Previously I introduced a mathematical way of figuring out the probability that someone is romantically interested in you; click on things.
As a brief recap, an arrow from circle A to circle B means that "A affects B", so whether you are captain of the chess team affects whether she likes you and whether she likes you affects whether she smiles at you. Clicking on a circle corresponds to asking the model, what is the probability she likes me given this evidence?  So the initial probability that she likes you is 7.5%, but the probability that she likes you given that you're captain of the chess team is 29.5% (this is based on hard data, by which I mean "my high school romantic preferences") and the probability that she likes you given that you're captain of the chess team, you've spoken to her, she has trouble forming complete sentences around you and asks you for private grammar tutoring and smiles at you in the hallway even though her dog died and flowers turn up from your doorstep and they're not from your mom -- well, you're golden, brah, that's 99.9%. (Of course, at none of these percentages should you assume consent: inference can only imply that you should ask for it.)

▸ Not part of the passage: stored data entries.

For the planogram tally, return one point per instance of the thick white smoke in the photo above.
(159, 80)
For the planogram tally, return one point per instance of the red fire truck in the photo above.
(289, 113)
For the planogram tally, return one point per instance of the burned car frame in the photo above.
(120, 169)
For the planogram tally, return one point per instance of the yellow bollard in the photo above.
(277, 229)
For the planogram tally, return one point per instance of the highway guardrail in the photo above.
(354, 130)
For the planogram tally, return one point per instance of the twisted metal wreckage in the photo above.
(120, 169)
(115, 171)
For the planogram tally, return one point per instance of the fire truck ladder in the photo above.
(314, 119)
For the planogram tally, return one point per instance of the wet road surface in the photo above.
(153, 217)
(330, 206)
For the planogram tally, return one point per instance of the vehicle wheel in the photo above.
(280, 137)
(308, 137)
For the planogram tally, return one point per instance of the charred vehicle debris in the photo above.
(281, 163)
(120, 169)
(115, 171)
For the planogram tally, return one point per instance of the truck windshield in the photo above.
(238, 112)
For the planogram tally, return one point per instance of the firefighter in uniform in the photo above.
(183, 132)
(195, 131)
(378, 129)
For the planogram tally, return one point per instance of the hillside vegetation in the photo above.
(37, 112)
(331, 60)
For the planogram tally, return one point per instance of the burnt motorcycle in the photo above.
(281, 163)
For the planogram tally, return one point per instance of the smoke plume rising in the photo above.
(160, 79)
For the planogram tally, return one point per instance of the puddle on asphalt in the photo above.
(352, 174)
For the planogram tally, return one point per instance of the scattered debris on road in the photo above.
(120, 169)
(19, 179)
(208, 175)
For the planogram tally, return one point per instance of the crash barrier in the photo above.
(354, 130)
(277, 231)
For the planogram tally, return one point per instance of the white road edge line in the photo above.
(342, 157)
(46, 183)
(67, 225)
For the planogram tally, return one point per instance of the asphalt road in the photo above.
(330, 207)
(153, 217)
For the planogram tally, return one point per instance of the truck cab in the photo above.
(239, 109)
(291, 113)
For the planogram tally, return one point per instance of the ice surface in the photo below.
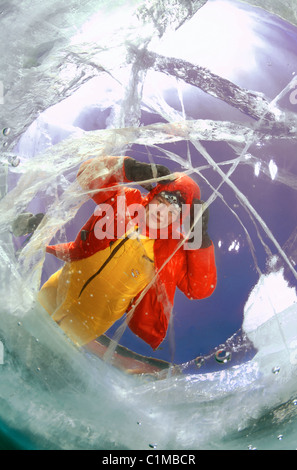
(62, 397)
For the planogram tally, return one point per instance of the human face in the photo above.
(160, 213)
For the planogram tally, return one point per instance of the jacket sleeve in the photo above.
(100, 177)
(198, 276)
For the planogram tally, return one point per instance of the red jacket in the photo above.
(192, 271)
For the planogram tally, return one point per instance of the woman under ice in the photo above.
(116, 266)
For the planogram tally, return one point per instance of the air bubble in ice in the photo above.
(222, 356)
(199, 361)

This is a pretty cool model! But how do we actually compute these numbers? The simple way to compute the probability she likes you is to make a gigantic table where each row is one possible world (she likes me = YES, she sends me flowers = YES, her dog died = NO, etc); then you add up the probabilities of all the worlds in which she likes you, and there you go. But there are a lot of possible worlds: in this example, we have 9 circles, each can be True or False, so we have 2 ^ 9 possibilities = 512. Which is fine, but if we scale up to 40 circles, we'll have 2^40 = 1.1 trillion possibilities, which will definitely kill my laptop -- and for a really complex situation, like medical diagnosis, we're completely screwed:
So we need to avoid computing the whole table. Fortunately, we can do this. Consider a simple example:
You want to compute the probability that you'll die alone (don't we all?) but you don't want to compute the full table, which has 2^5 = 32 entries. Start at the beginning of the chain. Let's say the probability she likes you is 20% (I'm bumping up your odds here because otherwise this example, like your love life, will be a little dull) and the probability that you snuggle, if she likes you, is 50%; otherwise, it's 1%. Then the probability that you snuggle overall is 20% * 50% + 80% * 1% = 10.8%. So now our chain is one shorter:
With the probability of "You Snuggle" being 10.8%. And we can just continue like that, eliminating the first circle in the chain, until we get to the end. At each step we've done a simple calculation, and we've never had to compute the full table. There's a general version of this "eliminate one variable at a time" procedure; if we choose a clever elimination order, we can drastically reduce the work we have to do. Unfortunately, it turns out that a) figuring out a clever order is really hard  and b) even if you do find the right order, you may still have to do a lot of work.
So we may have to give up on computing the exact right answer. But we can approximate it using a technique called sampling: we run many simulations, and take the average. This is what Nate Silver uses, for example, to predict elections and the World Cup. Here's what sampling looks like on our original example; click "Run" to start drawing samples, and "Faster" to speed it up.
In each simulation, we start by randomly setting "You have Never Spoke to Her" and "You are Captain of the Chess Team" to true or false with the correct probabilities (for example, "You are Captain of the Chess Team" is True 1% of the time); then we move downward, randomly setting each circle to true or false with probabilities that depend on its parents. Then we just compute the fraction of simulations in which she likes you. (Now instead of saying "Never in a thousand years" you can say "Never in a thousand simulations" -- a more mathematical way to reject someone).
Actually, there is a technique called "rejection sampling", which we can use to incorporate evidence: for example, to compute the probability that she likes you given that flowers have turned up at your doorstep. In this case, we're not interested in every simulation -- just in the ones where flowers turn up at your doorstep -- so we throw out (reject) all the others. You can see an example of this below. Click on circles to set them to True or False -- leaving a circle as grey means that we don't know anything about it -- and then click run to simulate.
One thing you'll notice is that we throw out a lot of samples: this technique isn't very efficient. In the flowers-on-doorstep example, I had to run 2100 simulations to get 100 that I could actually use. There are many more sophisticated ways of sampling, and of approximating probabilities in general, because we have to do it whenever we have something which is a) uncertain and b) too difficult to come up with an exact solution for. If you're curious, some places to start would be Gibbs sampling, Metropolis Hastings, or belief propagation.
 There's an important difference between observing a variable's value and manipulating the world so it takes a value. For example, if I observe that flowers are on my doorstep, that's a good sign for my romantic prospects -- but if I just put the flowers on my doorstep, that doesn't tell me anything about my romantic prospects. (Actually, it's probably a negative sign, because that's kind of sad.) This is known as the difference between observation and intervention; in the examples above, I am discussing observation. Thanks to Andrew Critch for pointing this out.  Ie, NP-complete.